Huh. Does gcc treat 'y' and as a VLA or as a constant-sized array? I guess gcc's constant folding built into the frontend would make that a constant-sized array.

I guess this isn't (strictly-speaking) a VLA since this is example is C++ code.

Nevertheless, should we treat these as VLAs in the ASTs?

Ted Kremenek wrote:

Ted Kremenek wrote:

The one outstanding grossness that I can think of right now is VLAs. How should we represent:

int x[foo()][bar()][...], y;

Right now, the type for the VLA owns the expressions foo(), bar(), and so on.
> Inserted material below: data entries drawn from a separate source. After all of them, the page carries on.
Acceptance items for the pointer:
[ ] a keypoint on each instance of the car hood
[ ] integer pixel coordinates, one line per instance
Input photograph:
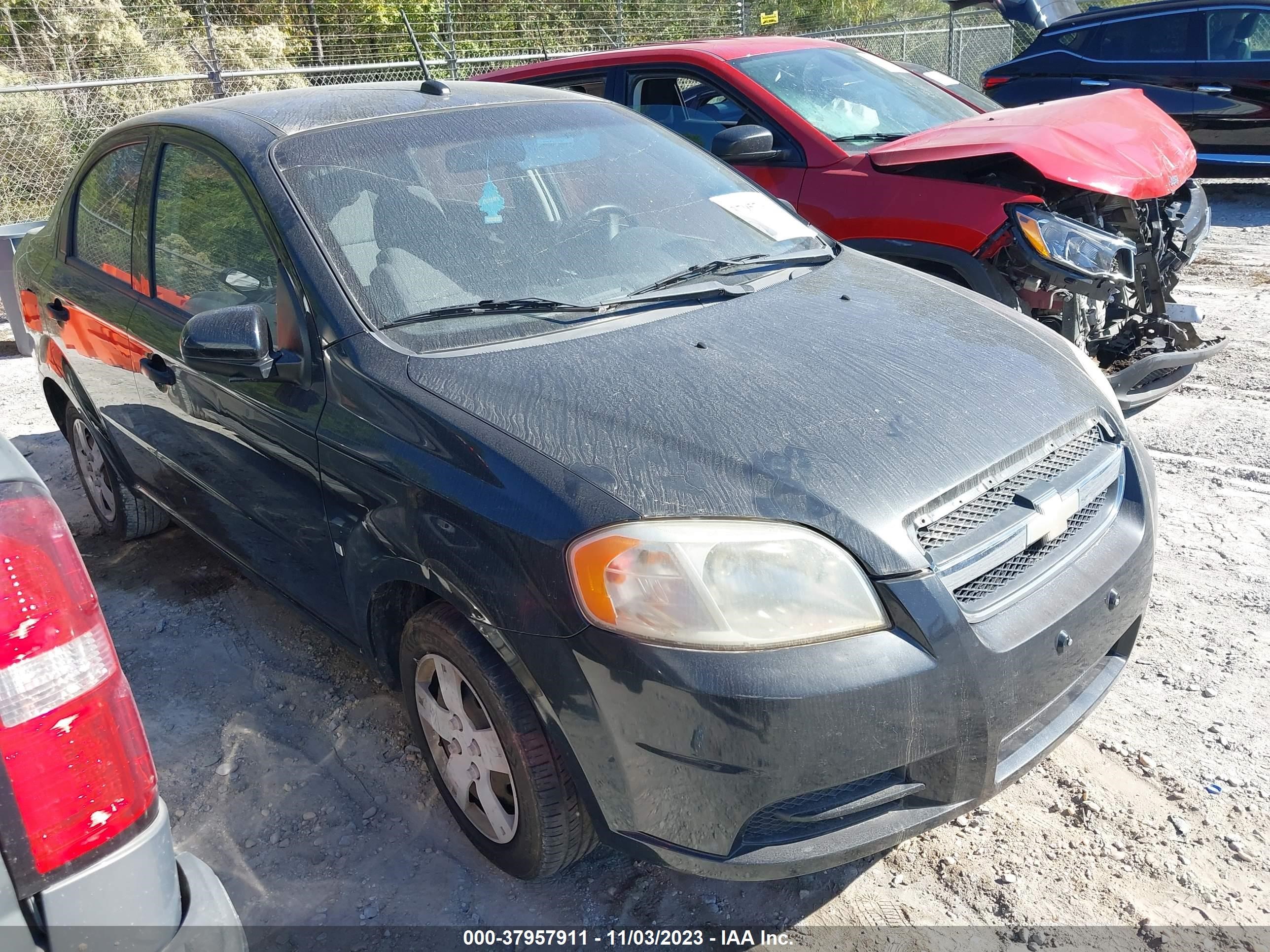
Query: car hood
(1117, 142)
(790, 403)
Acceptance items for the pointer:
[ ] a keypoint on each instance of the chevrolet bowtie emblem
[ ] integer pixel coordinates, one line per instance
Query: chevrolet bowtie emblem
(1051, 514)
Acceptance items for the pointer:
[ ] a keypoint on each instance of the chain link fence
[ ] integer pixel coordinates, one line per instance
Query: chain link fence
(71, 71)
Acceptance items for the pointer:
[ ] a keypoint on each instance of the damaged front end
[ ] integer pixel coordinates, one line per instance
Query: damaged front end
(1100, 270)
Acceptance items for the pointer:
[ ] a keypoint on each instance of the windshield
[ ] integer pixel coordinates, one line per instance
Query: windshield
(852, 97)
(495, 212)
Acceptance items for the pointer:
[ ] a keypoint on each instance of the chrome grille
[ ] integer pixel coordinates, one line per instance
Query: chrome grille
(1030, 559)
(977, 512)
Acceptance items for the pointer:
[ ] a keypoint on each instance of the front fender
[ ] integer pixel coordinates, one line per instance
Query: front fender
(939, 259)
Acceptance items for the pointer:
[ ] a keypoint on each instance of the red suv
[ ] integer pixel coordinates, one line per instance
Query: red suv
(1079, 214)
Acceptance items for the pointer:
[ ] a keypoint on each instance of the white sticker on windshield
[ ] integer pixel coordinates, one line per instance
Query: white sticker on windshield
(762, 214)
(943, 79)
(885, 64)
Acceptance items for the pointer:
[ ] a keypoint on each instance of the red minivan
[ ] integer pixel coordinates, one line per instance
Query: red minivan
(1080, 214)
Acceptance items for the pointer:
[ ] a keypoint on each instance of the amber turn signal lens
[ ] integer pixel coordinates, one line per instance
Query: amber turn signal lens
(590, 563)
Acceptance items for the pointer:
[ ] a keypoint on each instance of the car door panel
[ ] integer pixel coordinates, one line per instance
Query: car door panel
(85, 301)
(1233, 85)
(235, 459)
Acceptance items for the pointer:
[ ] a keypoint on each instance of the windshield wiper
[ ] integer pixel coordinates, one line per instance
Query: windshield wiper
(696, 271)
(515, 305)
(874, 137)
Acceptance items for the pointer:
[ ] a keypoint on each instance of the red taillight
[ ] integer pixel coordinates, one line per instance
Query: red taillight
(70, 734)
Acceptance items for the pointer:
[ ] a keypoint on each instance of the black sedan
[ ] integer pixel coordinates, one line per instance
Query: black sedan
(675, 523)
(1205, 64)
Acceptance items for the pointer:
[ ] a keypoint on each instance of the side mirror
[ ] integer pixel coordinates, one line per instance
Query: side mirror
(235, 342)
(744, 144)
(241, 281)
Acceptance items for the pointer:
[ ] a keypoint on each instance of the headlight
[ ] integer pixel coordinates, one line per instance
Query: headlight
(1076, 245)
(722, 584)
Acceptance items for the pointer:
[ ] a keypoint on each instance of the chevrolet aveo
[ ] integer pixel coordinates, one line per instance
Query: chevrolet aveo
(677, 525)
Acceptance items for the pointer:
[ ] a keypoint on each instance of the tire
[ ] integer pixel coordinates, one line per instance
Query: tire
(122, 513)
(548, 827)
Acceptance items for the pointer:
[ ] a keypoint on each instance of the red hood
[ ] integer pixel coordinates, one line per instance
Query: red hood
(1117, 142)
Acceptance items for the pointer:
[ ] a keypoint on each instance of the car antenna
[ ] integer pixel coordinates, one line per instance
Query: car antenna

Both DeclGroups and TypeSpecifiers don't solve this problem (I believe).

Is this restricted to VLAs ?
Doesn't this have the same issue ?:

const int x=10;
int y[x+1]; // type owning expression "x+1"

Huh. Does gcc treat 'y' and as a VLA or as a constant-sized array? I guess gcc's constant folding built into the frontend would make that a constant-sized array.

Ah I should have mentioned that I was considering the above from the point of C++, which doesn't have the VLA concept.